Durante a divulgação, hoje (8), do balanço de 2009 e das perspectivas para 2010 do agronegócio brasileiro, a senadora disse que o próximo ano terá recuperação tanto em volumes produzidos e comercializados quanto em faturamento e crescimento da receita. De acordo com levantamento da CNA, o PIB rural do próximo ano deve retornar aos patamares de 2007. Sinal disso, segundo a confederação, se vê nas perspectivas para o Valor Bruto de Produção (VBP) do setor agropecuário para 2010.

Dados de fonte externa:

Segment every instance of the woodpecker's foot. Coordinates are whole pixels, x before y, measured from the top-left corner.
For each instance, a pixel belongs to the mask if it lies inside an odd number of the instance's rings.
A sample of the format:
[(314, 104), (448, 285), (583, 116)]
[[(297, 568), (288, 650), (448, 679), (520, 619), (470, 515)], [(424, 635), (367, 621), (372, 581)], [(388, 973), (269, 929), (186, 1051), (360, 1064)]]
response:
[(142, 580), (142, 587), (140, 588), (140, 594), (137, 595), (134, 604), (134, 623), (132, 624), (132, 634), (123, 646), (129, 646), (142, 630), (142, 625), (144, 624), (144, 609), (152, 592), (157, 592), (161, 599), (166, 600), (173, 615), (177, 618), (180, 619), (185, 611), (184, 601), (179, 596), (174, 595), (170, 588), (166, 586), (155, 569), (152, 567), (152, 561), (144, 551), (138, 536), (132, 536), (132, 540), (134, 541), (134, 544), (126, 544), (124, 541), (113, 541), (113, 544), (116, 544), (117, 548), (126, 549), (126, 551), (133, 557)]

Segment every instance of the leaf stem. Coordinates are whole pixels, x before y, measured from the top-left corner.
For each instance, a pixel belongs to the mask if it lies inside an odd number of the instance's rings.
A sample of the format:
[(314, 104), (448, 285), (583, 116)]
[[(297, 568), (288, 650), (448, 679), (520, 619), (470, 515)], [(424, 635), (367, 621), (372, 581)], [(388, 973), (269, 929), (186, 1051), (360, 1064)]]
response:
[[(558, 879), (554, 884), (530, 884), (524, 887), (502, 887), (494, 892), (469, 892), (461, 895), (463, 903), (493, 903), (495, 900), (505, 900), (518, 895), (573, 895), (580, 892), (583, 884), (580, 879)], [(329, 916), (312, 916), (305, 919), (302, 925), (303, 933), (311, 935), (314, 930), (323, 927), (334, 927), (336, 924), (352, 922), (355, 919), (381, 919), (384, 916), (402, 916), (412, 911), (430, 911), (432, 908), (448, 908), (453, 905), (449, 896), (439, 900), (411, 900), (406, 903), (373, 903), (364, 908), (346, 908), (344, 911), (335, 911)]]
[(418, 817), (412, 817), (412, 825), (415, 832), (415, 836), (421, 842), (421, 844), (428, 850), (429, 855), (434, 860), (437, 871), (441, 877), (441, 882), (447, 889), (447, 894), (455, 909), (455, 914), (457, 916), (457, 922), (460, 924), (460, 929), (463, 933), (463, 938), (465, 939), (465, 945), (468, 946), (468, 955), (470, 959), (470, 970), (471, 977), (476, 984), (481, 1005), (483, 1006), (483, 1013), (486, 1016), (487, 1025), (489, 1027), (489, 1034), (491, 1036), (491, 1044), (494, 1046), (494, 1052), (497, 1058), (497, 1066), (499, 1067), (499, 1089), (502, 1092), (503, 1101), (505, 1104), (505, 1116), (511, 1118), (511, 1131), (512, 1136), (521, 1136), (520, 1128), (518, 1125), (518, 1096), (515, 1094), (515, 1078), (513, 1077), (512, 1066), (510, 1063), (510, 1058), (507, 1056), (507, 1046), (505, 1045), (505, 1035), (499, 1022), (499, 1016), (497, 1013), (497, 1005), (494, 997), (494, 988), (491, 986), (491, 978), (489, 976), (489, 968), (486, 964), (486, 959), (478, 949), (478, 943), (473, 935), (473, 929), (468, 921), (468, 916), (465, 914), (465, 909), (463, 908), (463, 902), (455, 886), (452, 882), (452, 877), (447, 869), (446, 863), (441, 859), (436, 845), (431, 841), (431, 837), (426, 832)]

A projeção da CNA indica, para o próximo ano, um VBP de R$ 245,1 bilhões, representando aumento de 5,13% em relação ao deste ano, que deve ficar em torno de R$ 233,17 bilhões. Desse volume, R$ 91,9 bilhões têm origem na produção pecuária e 153,1 bilhões na agricultura.

A senadora disse estar otimista com o novo modelo de crédito rural a ser implantado pelo governo federal a partir da próxima safra, destacando a importância de um seguro amplo para o setor. "Fomos aos Estados Unidos saber como funcionam os mecanismos de crédito, e embora lá não haja nada de crédito oficial, há 100% da safra segurada", afirmou, comparando o sistema de crédito e seguro rurais dos dois maiores produtores de grãos do mundo.

Em relação às subvenções governamentais para o setor, a presidente da CNA afirmou que ele será importante enquanto houver poucos, mas grandes grupos, determinando os preços das commoditties agrícolas. "Enquanto milhões e milhões de pessoas estiverem no mundo produzindo alimentos e meia dúzia formando preço, o governo tem que fazer subvenções", declarou.